Data on individual toxicity's and safety can be obtained from a number of sources. MSDS (Material Safety Data Sheets) are listings that describe (in detail) the known potential hazards for many individual compounds. This type of information usually accompanies commercial chemicals and is also offered on numerous websites. MSDS information includes handling, equipment, safety measures and potential risks / hazards associated with a given substance and can be an excellent starting point for assembling information on a specific compound.          

            vi. Bioaccumulation

    In general, the accumulation of a toxic agent into a living system is referred to as the process of bioaccumluation, while the concentration of such an agent in living tissues is referred to as bioconcentration. An indicator of relative solubility in organic/water phases is the partition coefficient (K_ow = [octanol] / [water] ) which demonstrates the affinity of a specific compound for polar/non-polar environments. Generally a partition coefficient of 4-7 indicates a compound will bioconcentrate to a high degree, while values >8 suggest the compound will bind so strongly to sediments that it is relatively unable to migrate into living tissues. Partition coefficients can therefore be used as indicators of potential assimilation of compounds into living tissues.

        Another consideration for potential toxic compounds is biomagnification, which occurs as small organisms ingest and bioconcentrate specific toxins, which in turn are eaten and further bioconcentrated by larger organisms (i.e. insects eat pesticides, birds eat many insects, etc.).
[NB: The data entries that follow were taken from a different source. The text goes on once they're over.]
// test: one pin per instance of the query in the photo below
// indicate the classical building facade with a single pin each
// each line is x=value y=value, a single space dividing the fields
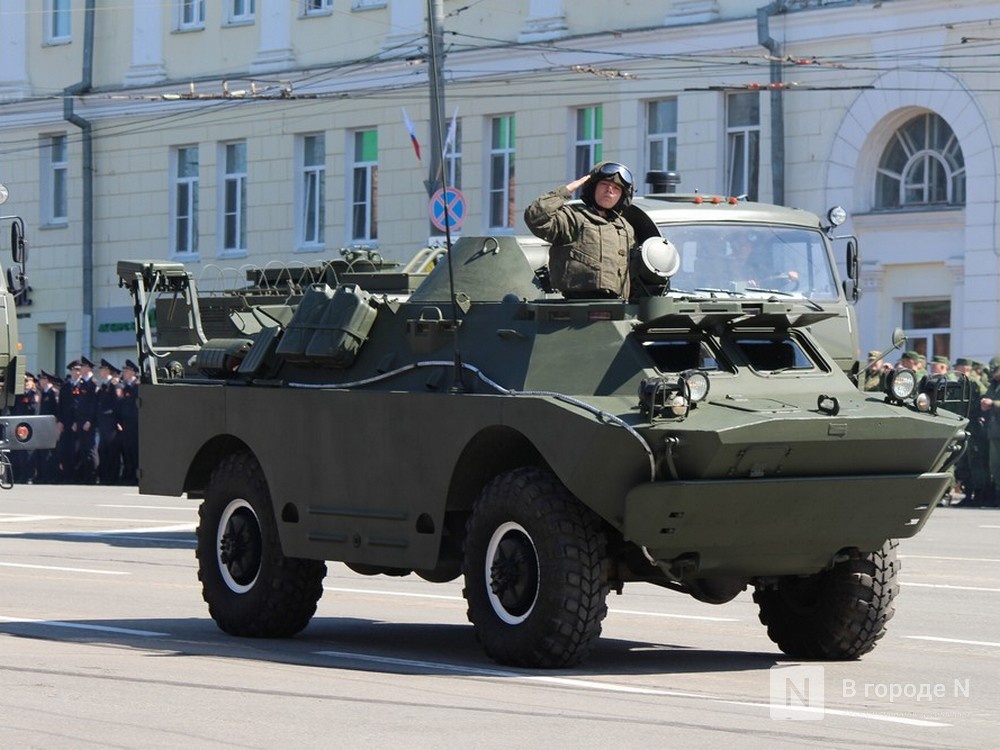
x=240 y=133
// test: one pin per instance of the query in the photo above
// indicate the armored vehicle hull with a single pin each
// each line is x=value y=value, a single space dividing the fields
x=547 y=450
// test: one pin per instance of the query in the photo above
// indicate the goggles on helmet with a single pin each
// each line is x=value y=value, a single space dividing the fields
x=613 y=169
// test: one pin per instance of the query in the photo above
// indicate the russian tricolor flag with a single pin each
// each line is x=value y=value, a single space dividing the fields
x=413 y=134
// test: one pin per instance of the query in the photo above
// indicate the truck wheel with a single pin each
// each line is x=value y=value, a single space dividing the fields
x=535 y=580
x=251 y=588
x=836 y=614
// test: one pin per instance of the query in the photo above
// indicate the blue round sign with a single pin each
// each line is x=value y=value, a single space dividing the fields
x=447 y=209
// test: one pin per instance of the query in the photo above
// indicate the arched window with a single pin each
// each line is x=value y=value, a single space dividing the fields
x=921 y=166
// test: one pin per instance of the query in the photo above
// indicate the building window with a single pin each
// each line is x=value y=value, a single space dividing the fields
x=233 y=184
x=190 y=14
x=501 y=193
x=316 y=7
x=312 y=191
x=922 y=166
x=928 y=327
x=55 y=173
x=185 y=200
x=364 y=187
x=661 y=135
x=57 y=21
x=742 y=144
x=588 y=147
x=240 y=11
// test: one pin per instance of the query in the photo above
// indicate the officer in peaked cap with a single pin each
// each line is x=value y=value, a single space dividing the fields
x=129 y=420
x=85 y=426
x=46 y=461
x=108 y=419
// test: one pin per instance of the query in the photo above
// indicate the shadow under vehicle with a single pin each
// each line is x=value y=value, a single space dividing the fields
x=706 y=436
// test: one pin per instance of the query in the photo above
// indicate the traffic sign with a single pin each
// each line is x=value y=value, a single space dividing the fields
x=455 y=205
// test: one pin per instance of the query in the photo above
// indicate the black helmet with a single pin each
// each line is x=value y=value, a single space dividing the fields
x=618 y=174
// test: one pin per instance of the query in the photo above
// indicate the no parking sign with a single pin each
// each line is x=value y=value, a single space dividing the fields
x=447 y=209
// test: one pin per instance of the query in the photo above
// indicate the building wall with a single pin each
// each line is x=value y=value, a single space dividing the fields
x=861 y=70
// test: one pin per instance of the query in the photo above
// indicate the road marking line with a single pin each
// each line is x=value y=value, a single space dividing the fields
x=949 y=586
x=604 y=686
x=65 y=570
x=378 y=592
x=147 y=507
x=989 y=644
x=956 y=559
x=25 y=519
x=82 y=626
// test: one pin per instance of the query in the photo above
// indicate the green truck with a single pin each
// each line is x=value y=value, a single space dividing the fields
x=707 y=436
x=23 y=432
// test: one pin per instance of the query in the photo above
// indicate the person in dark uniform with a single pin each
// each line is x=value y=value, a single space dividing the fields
x=129 y=420
x=86 y=424
x=24 y=404
x=46 y=461
x=108 y=427
x=66 y=447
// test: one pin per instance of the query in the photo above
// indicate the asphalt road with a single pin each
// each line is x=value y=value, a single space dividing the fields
x=105 y=642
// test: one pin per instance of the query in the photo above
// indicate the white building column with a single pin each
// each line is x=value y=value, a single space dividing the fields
x=546 y=20
x=14 y=81
x=147 y=65
x=275 y=52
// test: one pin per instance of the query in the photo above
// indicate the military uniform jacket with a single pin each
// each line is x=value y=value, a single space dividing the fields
x=589 y=252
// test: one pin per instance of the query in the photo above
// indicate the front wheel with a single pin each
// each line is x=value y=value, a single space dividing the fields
x=251 y=588
x=535 y=580
x=836 y=614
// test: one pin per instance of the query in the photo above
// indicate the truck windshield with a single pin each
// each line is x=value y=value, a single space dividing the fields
x=753 y=259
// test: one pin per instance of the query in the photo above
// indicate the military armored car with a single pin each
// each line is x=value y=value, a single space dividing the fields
x=706 y=436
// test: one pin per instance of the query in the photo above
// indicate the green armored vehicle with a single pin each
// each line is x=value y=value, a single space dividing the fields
x=706 y=436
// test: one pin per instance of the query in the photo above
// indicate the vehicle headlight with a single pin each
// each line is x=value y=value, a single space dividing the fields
x=698 y=385
x=901 y=384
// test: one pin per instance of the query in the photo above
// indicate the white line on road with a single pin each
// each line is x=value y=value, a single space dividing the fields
x=989 y=644
x=84 y=626
x=65 y=570
x=949 y=586
x=611 y=610
x=604 y=686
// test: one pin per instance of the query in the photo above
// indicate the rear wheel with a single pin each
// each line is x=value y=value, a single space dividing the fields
x=251 y=588
x=837 y=614
x=534 y=571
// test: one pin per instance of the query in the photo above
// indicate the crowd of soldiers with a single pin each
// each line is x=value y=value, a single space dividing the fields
x=977 y=474
x=98 y=424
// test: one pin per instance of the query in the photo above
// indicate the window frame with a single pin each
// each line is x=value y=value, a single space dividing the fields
x=189 y=186
x=665 y=141
x=235 y=213
x=197 y=19
x=588 y=143
x=55 y=180
x=743 y=149
x=237 y=17
x=57 y=14
x=362 y=218
x=310 y=225
x=312 y=8
x=502 y=155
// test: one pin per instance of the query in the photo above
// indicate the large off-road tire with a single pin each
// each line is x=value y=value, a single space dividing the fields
x=535 y=578
x=251 y=588
x=837 y=614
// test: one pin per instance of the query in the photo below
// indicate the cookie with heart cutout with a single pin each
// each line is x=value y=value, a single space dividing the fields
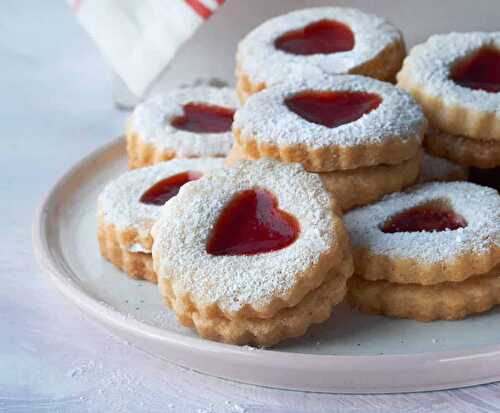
x=440 y=169
x=248 y=241
x=456 y=79
x=189 y=122
x=436 y=232
x=331 y=123
x=316 y=42
x=130 y=205
x=357 y=187
x=443 y=301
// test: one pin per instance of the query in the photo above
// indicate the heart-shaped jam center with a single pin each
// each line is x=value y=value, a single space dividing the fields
x=431 y=217
x=332 y=109
x=167 y=188
x=323 y=36
x=203 y=118
x=252 y=224
x=481 y=71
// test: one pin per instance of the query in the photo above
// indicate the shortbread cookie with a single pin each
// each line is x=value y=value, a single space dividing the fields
x=462 y=150
x=437 y=232
x=444 y=301
x=315 y=42
x=440 y=169
x=456 y=79
x=129 y=206
x=362 y=186
x=316 y=307
x=331 y=123
x=190 y=122
x=247 y=241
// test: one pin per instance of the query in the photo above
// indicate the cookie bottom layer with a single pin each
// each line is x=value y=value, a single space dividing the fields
x=362 y=186
x=445 y=301
x=463 y=150
x=137 y=265
x=316 y=307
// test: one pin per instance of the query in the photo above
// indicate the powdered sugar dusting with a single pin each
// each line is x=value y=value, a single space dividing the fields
x=266 y=117
x=438 y=169
x=479 y=206
x=429 y=65
x=151 y=120
x=119 y=201
x=259 y=59
x=180 y=235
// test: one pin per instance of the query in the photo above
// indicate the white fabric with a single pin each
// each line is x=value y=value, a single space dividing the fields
x=138 y=38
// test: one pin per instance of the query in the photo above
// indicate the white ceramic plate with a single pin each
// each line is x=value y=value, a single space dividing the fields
x=352 y=353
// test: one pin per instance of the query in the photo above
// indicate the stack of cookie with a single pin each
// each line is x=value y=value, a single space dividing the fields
x=252 y=254
x=189 y=122
x=257 y=252
x=432 y=253
x=355 y=132
x=456 y=79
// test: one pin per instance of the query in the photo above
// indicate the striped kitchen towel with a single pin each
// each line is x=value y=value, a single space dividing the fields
x=138 y=38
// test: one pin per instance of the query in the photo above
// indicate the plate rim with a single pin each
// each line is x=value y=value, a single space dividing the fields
x=310 y=362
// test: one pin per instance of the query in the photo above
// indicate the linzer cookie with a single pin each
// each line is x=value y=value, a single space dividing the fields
x=331 y=123
x=456 y=79
x=316 y=42
x=440 y=169
x=429 y=254
x=438 y=232
x=129 y=206
x=190 y=122
x=443 y=301
x=243 y=253
x=361 y=186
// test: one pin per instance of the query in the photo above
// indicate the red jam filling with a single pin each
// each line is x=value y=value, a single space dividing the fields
x=428 y=218
x=203 y=118
x=323 y=36
x=332 y=109
x=167 y=188
x=252 y=224
x=481 y=71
The relative persistence of a specific toxic agent is often expressed as "half-life" (T_0.5) or the length of time required for one half of a toxic material to be degraded / eliminated. There is a simple relationship: the longer the half-life of a given toxic agent, the greater the potential period of bioaccumulation / concentration.

vii. Risk Assessment

Risk assessment attempts to estimate the expected toxicity's or potential effects from a substance on an exposed  human population. This is conducted by examining both toxicological and epidemiological data. Risk assessment is often used to help establish permissible levels of exposure to a specific material. As stated above, the NOEL limits are adjusted with a 100-fold safety factor to establish limits that are deemed "safe" for the majority of the population. While this may work for direct toxic effects, it may not be so simple for carcinogens.

In the United States the EPA limits exposures to potential carcinogens by simply assuming there is no threshold for the dose-response relationship. The EPA then determines the quantity of MDD an individual could be exposed to in a lifetime and sets a limit that this dose should not increase the probability of cancer in more than one in a million individuals.

Risk assessment is not an exact science: there are often powerful arguments put forward by various groups for both health and/or economic reasons to alter exposure limits. Careful scrutiny is required when examining reports/data concerning toxicological information to establish relevance and non-bias in the results. No matter what safety levels are finally established for a specific compound, it is important to consider that a few individuals within a population will almost certainly suffer effects (lethal or sublethal) from exposure to doses that have no apparent effect on the majority of the population.